PG&E Pledges to Honor Renewable Contracts in Bankruptcy Plan

California utility’s $18 billion pledge for wildfire victims faces scrutiny, but legacy renewable contract holders are breathing a sigh of relief.

Pacific Gas & Electric submitted a bankruptcy reorganization plan Monday that would pledge up to $18 billion to wildfire victims and allow the California utility to exit bankruptcy by mid-2020, a key deadline for it to take part in a multi-billion dollar state wildfire fund.

The plan also pledges to honor PG&E's legacy renewable energy contracts, easing concerns from the solar and wind generators holding those contracts.

The plan marks the beginning of negotiations between creditors, shareholders and fire victims. Even before its release, it had already faced a setback. This past Friday, state lawmakers shelved a bill that would have offered PG&E access to as much as $20 billion in bonds to cover liabilities for the 2017 and 2018 wildfires that drove it into bankruptcy.

PG&E’s plan proposes $16.9 billion in payments to wildfire victims, but would cap payouts at no more than $18 billion. That’s less than the upward range of damages being sought from private victims and public entities for the 2017 and 2018 wildfires caused by PG&E equipment — a range that includes last year’s Camp Fire, the state’s deadliest to date, with damages estimated in the $15 billion range.

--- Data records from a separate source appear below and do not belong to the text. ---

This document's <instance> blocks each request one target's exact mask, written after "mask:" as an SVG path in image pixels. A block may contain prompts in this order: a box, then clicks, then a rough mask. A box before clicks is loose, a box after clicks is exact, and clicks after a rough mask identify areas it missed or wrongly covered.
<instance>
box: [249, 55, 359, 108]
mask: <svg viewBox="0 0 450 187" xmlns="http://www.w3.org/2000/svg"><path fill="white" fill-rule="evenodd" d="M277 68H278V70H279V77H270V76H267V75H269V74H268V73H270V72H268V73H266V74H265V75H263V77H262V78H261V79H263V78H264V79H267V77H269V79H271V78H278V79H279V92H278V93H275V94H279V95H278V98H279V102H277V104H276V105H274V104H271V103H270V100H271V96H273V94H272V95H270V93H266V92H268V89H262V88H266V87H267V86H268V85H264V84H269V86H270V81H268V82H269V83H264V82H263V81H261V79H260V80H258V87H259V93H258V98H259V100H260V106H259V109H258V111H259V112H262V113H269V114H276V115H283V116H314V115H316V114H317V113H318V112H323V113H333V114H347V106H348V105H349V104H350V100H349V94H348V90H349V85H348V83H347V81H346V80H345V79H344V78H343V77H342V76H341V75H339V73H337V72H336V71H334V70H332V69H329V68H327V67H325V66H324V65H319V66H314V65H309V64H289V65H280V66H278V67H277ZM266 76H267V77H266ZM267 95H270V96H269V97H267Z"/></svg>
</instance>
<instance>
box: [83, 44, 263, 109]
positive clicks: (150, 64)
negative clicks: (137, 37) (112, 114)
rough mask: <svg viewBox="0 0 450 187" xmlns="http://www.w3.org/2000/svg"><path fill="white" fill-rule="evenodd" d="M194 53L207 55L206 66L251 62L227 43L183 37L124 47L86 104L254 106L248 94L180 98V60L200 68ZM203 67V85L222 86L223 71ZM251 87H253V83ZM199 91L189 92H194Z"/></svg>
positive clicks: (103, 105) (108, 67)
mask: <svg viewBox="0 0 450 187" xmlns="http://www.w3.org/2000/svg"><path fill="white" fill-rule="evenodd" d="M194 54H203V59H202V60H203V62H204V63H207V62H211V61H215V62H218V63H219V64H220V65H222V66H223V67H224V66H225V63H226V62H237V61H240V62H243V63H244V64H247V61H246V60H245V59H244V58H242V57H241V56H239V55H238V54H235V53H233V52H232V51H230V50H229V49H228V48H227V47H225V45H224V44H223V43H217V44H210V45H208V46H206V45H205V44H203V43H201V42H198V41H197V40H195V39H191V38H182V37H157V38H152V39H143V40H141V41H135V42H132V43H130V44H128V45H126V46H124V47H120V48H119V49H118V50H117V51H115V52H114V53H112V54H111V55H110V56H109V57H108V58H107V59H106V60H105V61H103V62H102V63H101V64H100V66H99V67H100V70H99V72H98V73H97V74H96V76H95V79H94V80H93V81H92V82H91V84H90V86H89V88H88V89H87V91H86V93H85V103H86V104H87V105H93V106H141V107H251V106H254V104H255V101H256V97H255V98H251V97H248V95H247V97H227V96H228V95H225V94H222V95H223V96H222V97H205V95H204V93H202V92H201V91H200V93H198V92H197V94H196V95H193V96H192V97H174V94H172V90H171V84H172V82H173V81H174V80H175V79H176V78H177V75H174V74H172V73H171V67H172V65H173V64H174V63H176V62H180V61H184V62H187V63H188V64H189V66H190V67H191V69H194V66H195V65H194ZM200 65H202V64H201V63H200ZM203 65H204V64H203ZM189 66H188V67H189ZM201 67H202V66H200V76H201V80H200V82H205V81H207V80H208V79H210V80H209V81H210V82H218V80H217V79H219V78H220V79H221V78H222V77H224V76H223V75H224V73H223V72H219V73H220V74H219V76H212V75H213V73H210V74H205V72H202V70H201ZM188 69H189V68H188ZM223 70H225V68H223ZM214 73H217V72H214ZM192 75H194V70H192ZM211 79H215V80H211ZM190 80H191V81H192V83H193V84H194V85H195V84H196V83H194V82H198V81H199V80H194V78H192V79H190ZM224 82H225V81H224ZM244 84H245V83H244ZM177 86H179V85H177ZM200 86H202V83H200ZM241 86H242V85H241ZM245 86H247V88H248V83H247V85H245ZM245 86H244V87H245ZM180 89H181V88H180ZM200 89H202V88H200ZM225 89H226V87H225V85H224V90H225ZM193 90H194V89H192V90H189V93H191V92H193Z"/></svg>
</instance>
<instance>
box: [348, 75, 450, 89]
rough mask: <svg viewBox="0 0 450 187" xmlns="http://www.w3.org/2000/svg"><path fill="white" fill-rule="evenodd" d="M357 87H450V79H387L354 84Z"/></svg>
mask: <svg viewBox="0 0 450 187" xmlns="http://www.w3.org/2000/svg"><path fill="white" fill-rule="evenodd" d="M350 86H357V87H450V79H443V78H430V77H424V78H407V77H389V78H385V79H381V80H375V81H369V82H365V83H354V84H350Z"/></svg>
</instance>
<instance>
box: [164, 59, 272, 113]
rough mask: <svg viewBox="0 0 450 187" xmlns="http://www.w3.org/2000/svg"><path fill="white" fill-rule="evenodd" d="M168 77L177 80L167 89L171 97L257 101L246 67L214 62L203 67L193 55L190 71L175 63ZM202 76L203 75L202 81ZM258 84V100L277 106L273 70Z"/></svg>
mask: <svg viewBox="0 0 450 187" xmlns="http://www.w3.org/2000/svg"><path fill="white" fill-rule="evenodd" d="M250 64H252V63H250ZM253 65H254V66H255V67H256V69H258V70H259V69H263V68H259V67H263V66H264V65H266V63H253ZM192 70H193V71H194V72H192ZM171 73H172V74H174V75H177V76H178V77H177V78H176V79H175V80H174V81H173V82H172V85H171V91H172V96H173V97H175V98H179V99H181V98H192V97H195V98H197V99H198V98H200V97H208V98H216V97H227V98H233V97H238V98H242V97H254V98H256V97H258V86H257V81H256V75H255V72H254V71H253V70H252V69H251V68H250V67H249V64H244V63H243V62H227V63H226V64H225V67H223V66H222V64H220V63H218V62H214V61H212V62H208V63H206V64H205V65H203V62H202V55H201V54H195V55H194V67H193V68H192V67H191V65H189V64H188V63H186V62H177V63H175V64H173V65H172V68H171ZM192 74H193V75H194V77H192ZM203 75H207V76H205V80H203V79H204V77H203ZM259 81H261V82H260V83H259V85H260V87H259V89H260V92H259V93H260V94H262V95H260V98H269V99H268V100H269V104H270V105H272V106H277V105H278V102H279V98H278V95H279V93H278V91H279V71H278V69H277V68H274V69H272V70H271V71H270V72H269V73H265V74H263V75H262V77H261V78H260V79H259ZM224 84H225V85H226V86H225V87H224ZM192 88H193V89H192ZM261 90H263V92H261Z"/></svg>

Still, it’s more than the $14 billion proposed in a $31 billion PG&E restructuring plan Bloomberg reported on in June. It’s also in line with the $16 billion to $18 billion for claims in a $30 billion alternative plan, proposed by major bondholders, including Elliott Management Corp. and Pacific Investment Management Co., that would give them a majority stake in the utility.

This plan has become the focus of opposition from a group of companies that control about 49 percent of PG&E shares, dubbed Shareholders for Wildfire Victims. 

PG&E said its reorganization plan honors its roughly $42 billion in power purchase agreements (PPAs), much of that tied up in legacy solar, wind and other renewable energy projects. A bankruptcy court ruling in June could have allowed PG&E to renegotiate or cancel those PPAs, a threat that led to credit downgrades for some of the project companies behind the PPAs, including units of Consolidated Edison, Berkshire Hathaway and NextEra Energy.

PG&E pledged in August to honor its PPAs, under pressure from state lawmakers and regulators worried that breaking them could undermine the state's renewable energy goals. Still, the company has negotiated some "voluntary modifications" of contracts that have seen developers take a slight cut. 

Canadian Solar subsidiary Recurrent Energy took a voluntary pay cut of 10 percent on three solar projects, Reuters reported. And Hummingbird Energy Storage and mNOC took a similar cut on their energy storage contracts that are part of the Moss Landing portfolio

PG&E is under pressure to exit bankruptcy by the end of June 2020, or be excluded from participating in the $21 billion wildfire fund created by the legislature earlier this year, largely to protect investor-owned utilities Southern California Edison and San Diego Gas & Electric. Those utilities have been facing steep credit downgrades over the past 18 months, and could have been forced into bankruptcy if they were forced to face large-scale wildfire claims under the state’s strict “inverse condemnation” legal doctrine, which holds utilities responsible for damages, whether or not they’re found negligent or at fault for fires caused by their equipment. 

Setbacks, challenges to PG&E’s preferred bankruptcy plan

PG&E has continued to face setbacks in the days leading up to Monday’s filing of its reorganization plan. On Friday, California Assemblymember Chad Mayes announced he was shelving until next year a bill that would have allowed PG&E to raise up to $20 billion in bonds to help cover wildfire claims.

The bill, AB 235, was framed as a faster way to pay back fire victims through bonds that would eventually be paid back by company shareholders, according to PG&E and the shareholders group that’s formed in opposition to the bondholders group. But opponents labeled it a PG&E bailout, and spent heavily in advertising to counter the reported heavy lobbying effort from PG&E in support of the bill. 

Given the political challenges, Mayes wrote in a Friday tweet that the bill would not be heard this year, given the lack of time for proper debate in the remaining legislative session. He pledged to bring it back up in 2020, noting that “[w]e need to ensure that victims get paid and ratepayers are protected.”

PG&E said in Monday’s plan that it was confident it could raise as much as $40 billion in debt and equity financing to cover the costs of repaying wildfire damages, albeit at a likely higher costs to shareholders. 

Friday also brought another wrinkle to PG&E’s path toward reorganization in the form of a $2.5 billion offer from San Francisco to buy PG&E’s grid infrastructure in the city. This offer, which PG&E politely rebuffed in a Friday statement, could be seen as a hostile takeover attempt, given San Francisco’s longstanding disputes with the utility over distribution grid costs and delays, and its efforts to move customers to its community choice aggregator (CCA), CleanPowerSF.